デフォルト名:朔夜
※ネタバレ注意?
光の加減で青く見える黒い瞳が嫌いだった。
蒼目、金髪は初代神子の証。
豊葦原を救った初代神子の話は王族の間では禁忌である。
傍目には分からない態度でも、朔夜にとってはあからさまによそよそしく、見ていると胸に重いものをもたらす。
「あら、私は朔夜の眸が好きよ」
「わたしも、朔夜姉さまの目の色好き」
ただ二人だけが真っ正面から肯定していた。
「わたしとちょっぴりおそろいね」
「そう…ですね。二ノ姫とお揃いです」
目線を合わせて笑めば、幼い従妹はきゃらきゃらと声を上げて笑った。
「私は二ノ姫の空のような眸の色も、花の蜜のように淡い黄金色の髪も好きですよ」
はにかむ従妹は贔屓目なしに可愛らしく、日々大人を相手にして疲れていた心に優しさを染み込ませる。
この二人だけだと思っていたのに、政略的に婚姻を結んだ相手から似た言葉を受けたとき朔夜は呆然とした。
「お前の瞳に比べればどんな宝玉も霞んでしまうな。稀に見る美しい色だ。……朔夜? お、おい、何故泣く」
頬をそっと指で拭われて、呆然としながら涙を流していたことに気づいた。
どうしてこの人は、ただ形だけの妻である自分にこうも優しくしてくれるのか。
故郷の豊葦原にも連れて行ってくれて、妃殿下としての扱い、何よりも。
「おいっ、泣くな朔夜」
目を見て、『朔夜』の名を呼んでくれる。あの人がこの世にいたことを、共にいたことを肯定してくれる。

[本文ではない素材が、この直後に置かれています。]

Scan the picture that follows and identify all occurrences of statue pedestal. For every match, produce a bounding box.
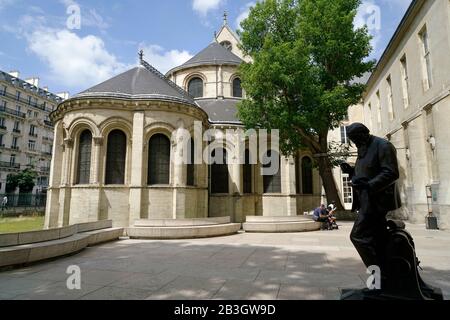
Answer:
[341,288,444,301]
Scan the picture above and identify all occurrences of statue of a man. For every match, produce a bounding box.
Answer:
[341,123,401,281]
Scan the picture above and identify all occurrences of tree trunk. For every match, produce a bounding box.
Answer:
[317,132,345,211]
[317,157,344,211]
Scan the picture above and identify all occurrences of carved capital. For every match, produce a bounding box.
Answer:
[64,138,73,148]
[93,137,104,146]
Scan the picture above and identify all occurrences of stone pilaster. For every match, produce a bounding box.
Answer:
[129,111,145,226]
[58,139,73,227]
[281,157,297,216]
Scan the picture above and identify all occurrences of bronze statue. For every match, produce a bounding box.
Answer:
[341,123,442,299]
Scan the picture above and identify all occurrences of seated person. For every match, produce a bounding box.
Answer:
[327,204,339,230]
[313,204,329,222]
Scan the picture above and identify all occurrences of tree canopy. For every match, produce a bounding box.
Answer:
[238,0,375,209]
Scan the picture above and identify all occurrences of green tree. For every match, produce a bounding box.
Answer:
[238,0,375,210]
[6,168,38,193]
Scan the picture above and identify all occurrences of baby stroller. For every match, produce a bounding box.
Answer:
[327,204,339,230]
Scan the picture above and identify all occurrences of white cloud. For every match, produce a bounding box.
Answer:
[26,28,130,88]
[60,0,109,30]
[0,0,14,10]
[354,0,383,53]
[192,0,225,16]
[140,43,193,73]
[236,2,256,29]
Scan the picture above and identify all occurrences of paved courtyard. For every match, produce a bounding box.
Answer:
[0,223,450,300]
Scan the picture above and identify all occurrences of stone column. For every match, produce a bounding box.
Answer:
[172,128,189,219]
[128,111,145,226]
[44,122,63,229]
[281,157,297,216]
[58,139,73,227]
[91,137,103,186]
[231,132,245,222]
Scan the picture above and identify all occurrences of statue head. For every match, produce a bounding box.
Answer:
[346,122,370,148]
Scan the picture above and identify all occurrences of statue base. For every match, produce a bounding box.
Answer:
[341,288,444,301]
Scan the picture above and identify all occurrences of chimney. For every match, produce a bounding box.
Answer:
[8,71,20,78]
[56,91,69,100]
[25,77,39,87]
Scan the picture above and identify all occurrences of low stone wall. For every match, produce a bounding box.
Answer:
[0,220,112,247]
[134,217,231,227]
[243,216,321,233]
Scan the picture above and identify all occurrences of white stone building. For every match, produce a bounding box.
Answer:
[332,0,450,229]
[0,71,63,194]
[46,20,322,227]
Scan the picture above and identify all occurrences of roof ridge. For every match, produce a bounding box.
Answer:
[141,59,194,100]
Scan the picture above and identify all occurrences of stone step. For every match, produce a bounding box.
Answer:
[126,223,241,239]
[0,228,124,267]
[243,220,321,233]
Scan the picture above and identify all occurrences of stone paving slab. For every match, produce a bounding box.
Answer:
[0,223,450,300]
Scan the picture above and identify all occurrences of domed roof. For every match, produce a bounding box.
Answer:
[73,60,196,105]
[167,41,243,74]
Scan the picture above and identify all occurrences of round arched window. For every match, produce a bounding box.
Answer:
[188,77,203,98]
[220,41,233,51]
[233,78,242,98]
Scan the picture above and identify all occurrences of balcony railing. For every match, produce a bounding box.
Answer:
[0,161,20,169]
[0,91,53,112]
[0,106,26,119]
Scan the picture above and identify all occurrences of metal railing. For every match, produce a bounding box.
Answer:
[0,106,26,119]
[0,161,20,169]
[0,193,47,210]
[0,91,53,112]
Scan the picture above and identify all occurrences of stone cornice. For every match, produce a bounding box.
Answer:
[50,97,208,124]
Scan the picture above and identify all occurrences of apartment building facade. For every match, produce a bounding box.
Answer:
[0,71,63,194]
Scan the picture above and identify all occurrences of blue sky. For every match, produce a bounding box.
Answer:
[0,0,411,94]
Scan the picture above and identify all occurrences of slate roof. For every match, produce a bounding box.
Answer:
[73,61,195,105]
[196,98,241,124]
[167,41,243,74]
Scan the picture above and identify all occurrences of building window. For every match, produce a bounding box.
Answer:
[105,130,127,185]
[400,55,409,109]
[188,77,203,98]
[342,176,353,204]
[302,157,313,194]
[386,76,395,120]
[368,103,373,129]
[341,126,348,144]
[376,90,381,128]
[242,149,253,194]
[186,138,195,186]
[147,134,170,185]
[263,150,281,193]
[77,130,92,184]
[220,41,233,51]
[419,26,433,90]
[30,124,37,137]
[211,148,229,194]
[28,140,36,151]
[11,137,19,150]
[233,78,242,98]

「俺は思ったことを言っただけだぞ? 一体どこに涙を流す要因があったのか俺にはさっぱり分からん」
「…なんでもないの」
「訳もなく涙を流すわけないだろう。ほら、さっさと白状しろ」
慰めているつもりなのか、ぶっきらぼうながらに言葉の節々に優しさを滲ませるアシュヴィンに、目尻に涙を浮かべながら笑う。
「嬉しかった。ただ、それだけなの」
「なんだ、美しいと思うものを美しいと言っただけだぞ? …今までお前の周りにいた奴らは見る目がなかったのだな」
(不思議な言葉でいくつかのお題2)
アシュヴィン夢の話でした。
シリーズ名をつけたいのですが、いいのを思いつけません。